Bevor es dunkel wurde, nutzte ich die Gelegenheit zum Schwimmen im Fluss. Dabei genoss ich die Atmosphäre dieser Oase, fern von dem Lärm der Straßen Accras und dem Trubel der bisherigen Etappen. Der Plan von uns dreien war, ein paar Tage auf der Halbinsel zu bleiben und viel schwimmen zu gehen bzw. in der Sonne zu liegen.An der Strandbar holten wir uns zu jeder Mahlzeit etwas zu essen, auch Red Red stand auf der Speisekarte, und ich hatte zudem viel Gelegenheit, mir von den Frauen, die mit Obstkörben auf den Köpfen täglich vorbeikamen, Ananas, Mango und Kokosnüsse zu kaufen.
"So lange es so etwas hier gibt", erklärte ich meinen Freundinnen, während ich das Fruchtfleisch aus der aufgeschnittenen Kokosnuss löffelte. "Bin ich glücklich."
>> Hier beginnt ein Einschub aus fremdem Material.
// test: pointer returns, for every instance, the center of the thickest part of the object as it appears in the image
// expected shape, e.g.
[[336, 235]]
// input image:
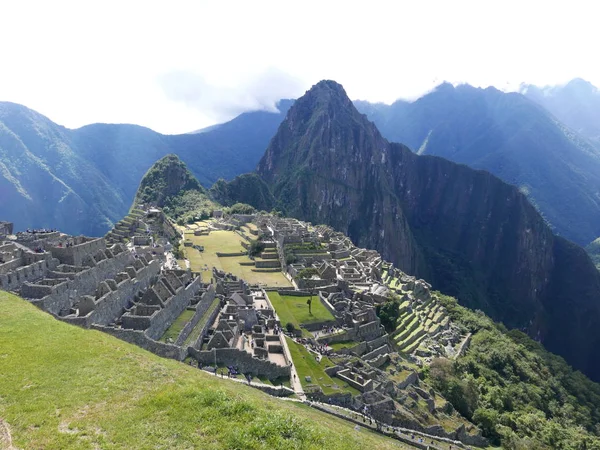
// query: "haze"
[[180, 66]]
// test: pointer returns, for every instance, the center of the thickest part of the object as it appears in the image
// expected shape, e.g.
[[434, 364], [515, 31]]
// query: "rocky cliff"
[[466, 231], [511, 137]]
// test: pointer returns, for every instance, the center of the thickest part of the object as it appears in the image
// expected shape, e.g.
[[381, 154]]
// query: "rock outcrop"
[[464, 230]]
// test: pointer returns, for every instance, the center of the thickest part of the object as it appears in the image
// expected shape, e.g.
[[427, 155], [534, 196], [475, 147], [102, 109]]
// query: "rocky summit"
[[467, 232]]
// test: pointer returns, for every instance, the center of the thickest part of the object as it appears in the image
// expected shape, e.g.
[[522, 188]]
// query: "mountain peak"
[[322, 128], [326, 92], [167, 177]]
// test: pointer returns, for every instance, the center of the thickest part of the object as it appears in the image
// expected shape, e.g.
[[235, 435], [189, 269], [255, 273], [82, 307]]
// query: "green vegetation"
[[248, 188], [229, 242], [87, 389], [173, 331], [307, 365], [241, 208], [593, 250], [343, 344], [294, 309], [195, 334], [521, 395], [256, 248], [308, 273], [170, 185], [388, 314]]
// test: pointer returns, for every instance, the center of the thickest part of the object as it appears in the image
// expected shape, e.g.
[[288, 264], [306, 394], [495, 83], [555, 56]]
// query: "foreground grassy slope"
[[66, 387]]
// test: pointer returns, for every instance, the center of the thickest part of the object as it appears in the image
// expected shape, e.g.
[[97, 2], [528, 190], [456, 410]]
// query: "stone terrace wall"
[[76, 254], [62, 296], [201, 308], [30, 273], [140, 339], [109, 307], [174, 307], [245, 362]]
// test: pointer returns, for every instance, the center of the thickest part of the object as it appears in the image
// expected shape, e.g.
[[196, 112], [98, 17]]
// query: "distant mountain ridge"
[[509, 136], [471, 234], [84, 180], [576, 104]]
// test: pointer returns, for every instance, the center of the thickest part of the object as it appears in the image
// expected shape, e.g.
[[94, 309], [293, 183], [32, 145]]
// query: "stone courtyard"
[[128, 284]]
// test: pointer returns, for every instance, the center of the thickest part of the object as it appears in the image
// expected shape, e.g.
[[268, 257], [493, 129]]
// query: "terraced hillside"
[[419, 322], [89, 390]]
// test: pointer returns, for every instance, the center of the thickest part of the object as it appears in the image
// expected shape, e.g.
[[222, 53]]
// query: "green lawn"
[[344, 344], [228, 242], [307, 365], [177, 325], [63, 387], [295, 310]]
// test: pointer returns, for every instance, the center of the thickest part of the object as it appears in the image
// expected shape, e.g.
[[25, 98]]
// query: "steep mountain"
[[82, 181], [170, 185], [576, 104], [45, 182], [469, 233], [248, 188], [511, 137]]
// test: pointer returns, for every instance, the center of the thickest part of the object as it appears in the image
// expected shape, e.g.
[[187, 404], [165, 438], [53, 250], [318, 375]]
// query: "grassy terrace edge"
[[66, 387]]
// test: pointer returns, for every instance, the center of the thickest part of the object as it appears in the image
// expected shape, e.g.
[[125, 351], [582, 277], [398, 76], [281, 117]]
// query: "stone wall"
[[110, 306], [61, 296], [205, 301], [76, 254], [173, 308], [210, 320], [242, 360], [25, 274], [140, 339]]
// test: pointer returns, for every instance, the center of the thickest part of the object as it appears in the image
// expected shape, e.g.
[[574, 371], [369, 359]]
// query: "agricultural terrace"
[[242, 266], [116, 395], [307, 366]]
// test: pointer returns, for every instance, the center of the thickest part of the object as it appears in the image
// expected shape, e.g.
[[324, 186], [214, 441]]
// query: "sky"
[[178, 66]]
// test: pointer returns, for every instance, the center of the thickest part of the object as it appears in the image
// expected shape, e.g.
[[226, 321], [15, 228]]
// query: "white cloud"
[[221, 102], [180, 66]]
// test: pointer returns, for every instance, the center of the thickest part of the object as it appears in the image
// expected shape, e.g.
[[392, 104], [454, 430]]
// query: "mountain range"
[[510, 136], [84, 180], [466, 231], [576, 104]]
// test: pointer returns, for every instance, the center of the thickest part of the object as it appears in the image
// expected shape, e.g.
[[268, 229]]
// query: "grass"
[[177, 325], [228, 242], [344, 344], [64, 387], [295, 310], [307, 365]]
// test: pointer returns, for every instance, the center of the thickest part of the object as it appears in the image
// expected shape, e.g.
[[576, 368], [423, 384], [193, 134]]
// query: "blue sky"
[[182, 65]]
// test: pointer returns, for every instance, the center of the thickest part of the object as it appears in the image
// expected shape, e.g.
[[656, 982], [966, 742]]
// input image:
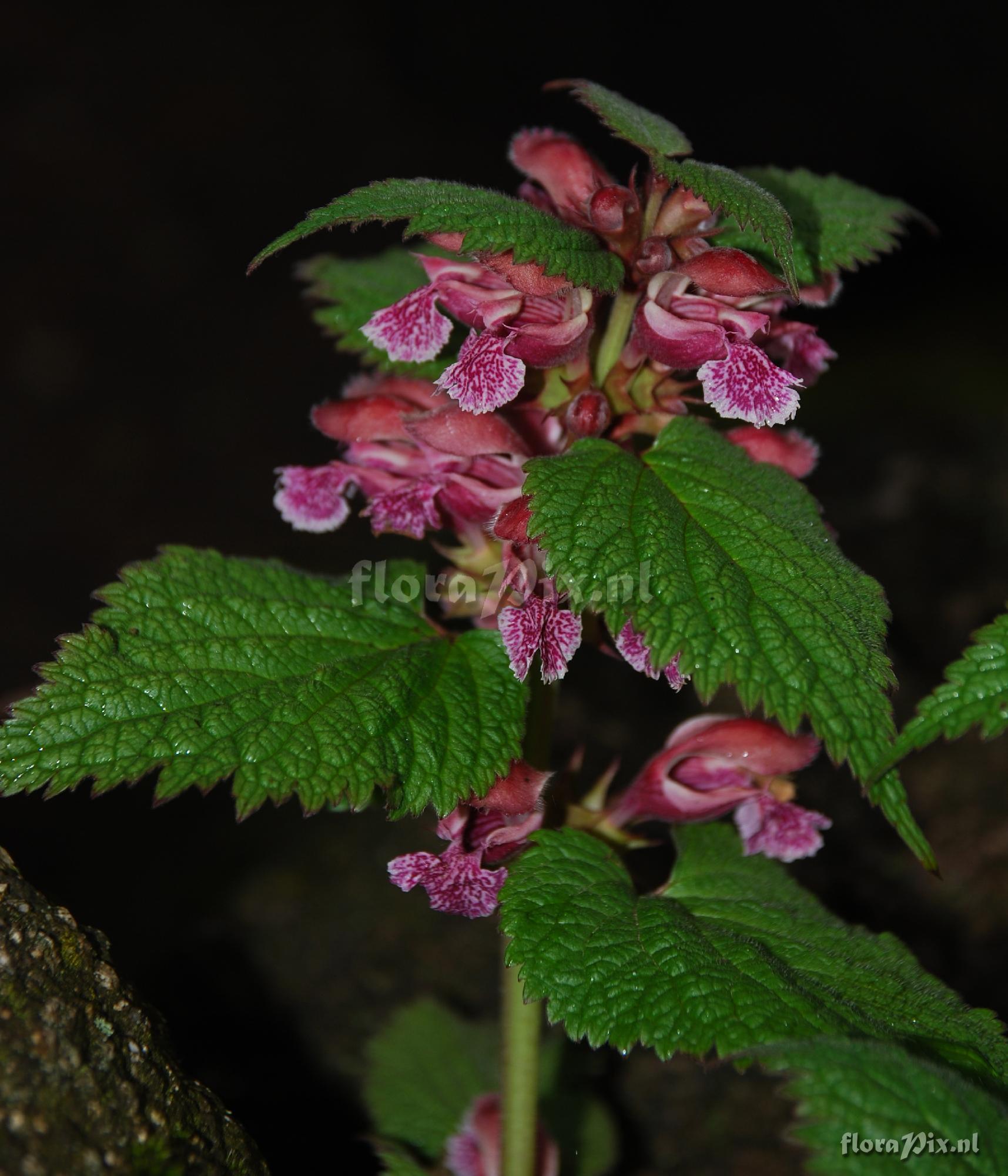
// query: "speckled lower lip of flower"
[[716, 765], [631, 646], [540, 626], [484, 831]]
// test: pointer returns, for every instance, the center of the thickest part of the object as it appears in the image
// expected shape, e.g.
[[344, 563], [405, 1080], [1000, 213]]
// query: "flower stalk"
[[617, 329], [521, 1024]]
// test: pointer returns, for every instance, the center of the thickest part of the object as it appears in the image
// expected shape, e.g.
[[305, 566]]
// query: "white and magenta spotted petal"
[[748, 386], [562, 636], [779, 830], [674, 676], [411, 330], [312, 498], [522, 630], [408, 510], [631, 646], [484, 377], [455, 883], [637, 654]]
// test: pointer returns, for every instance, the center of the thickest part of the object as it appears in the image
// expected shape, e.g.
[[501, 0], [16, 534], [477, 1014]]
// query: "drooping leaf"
[[884, 1092], [732, 956], [744, 201], [354, 289], [490, 222], [427, 1066], [891, 797], [628, 121], [974, 694], [838, 225], [208, 667], [397, 1160], [728, 562], [424, 1068]]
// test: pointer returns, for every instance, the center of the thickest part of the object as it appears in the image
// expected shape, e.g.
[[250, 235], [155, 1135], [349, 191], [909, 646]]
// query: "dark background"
[[150, 390]]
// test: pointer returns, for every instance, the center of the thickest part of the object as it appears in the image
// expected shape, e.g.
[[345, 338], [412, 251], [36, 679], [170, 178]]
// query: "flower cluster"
[[702, 309], [699, 324]]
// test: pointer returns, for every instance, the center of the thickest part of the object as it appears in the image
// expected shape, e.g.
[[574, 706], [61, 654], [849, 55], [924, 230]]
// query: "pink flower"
[[565, 172], [484, 831], [475, 1150], [684, 331], [510, 329], [420, 464], [801, 350], [714, 765], [779, 828], [788, 449], [748, 386], [631, 646], [540, 626], [313, 498]]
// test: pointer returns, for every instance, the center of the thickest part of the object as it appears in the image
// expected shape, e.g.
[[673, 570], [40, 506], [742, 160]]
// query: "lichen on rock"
[[88, 1083]]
Eine kleine Bootstour zu den Mangroven im Wasser, die an der Flussmündung wuchsen, gehörte auch zu unserem Programm. Die Natur war in Ada Foah für mich wirklich sehr sehenswert. Wer Strandparadiese mit Palmen, exotischen Früchten und Hängematten, um sowohl Körper als auch Seele baumeln zu lassen, mag, ist dort gut aufgehoben. Für uns war es ein paar Tage genau das Richtige. Abends saßen wir am Lagerfeuer, das am Strand errichtet wurde, und genossen die entspannte Atmosphäre. Zwischendurch fuhren wir erneut mit Motorradtaxis in das angrenzende Städtchen in der Nähe. Als die Sonne auch noch dabei unterging und der Wind mir die Haare aus dem Gesicht pustete, dachte ich, dass es sich wirklich lohnte, diesen Ort einmal kennen gelernt zu haben.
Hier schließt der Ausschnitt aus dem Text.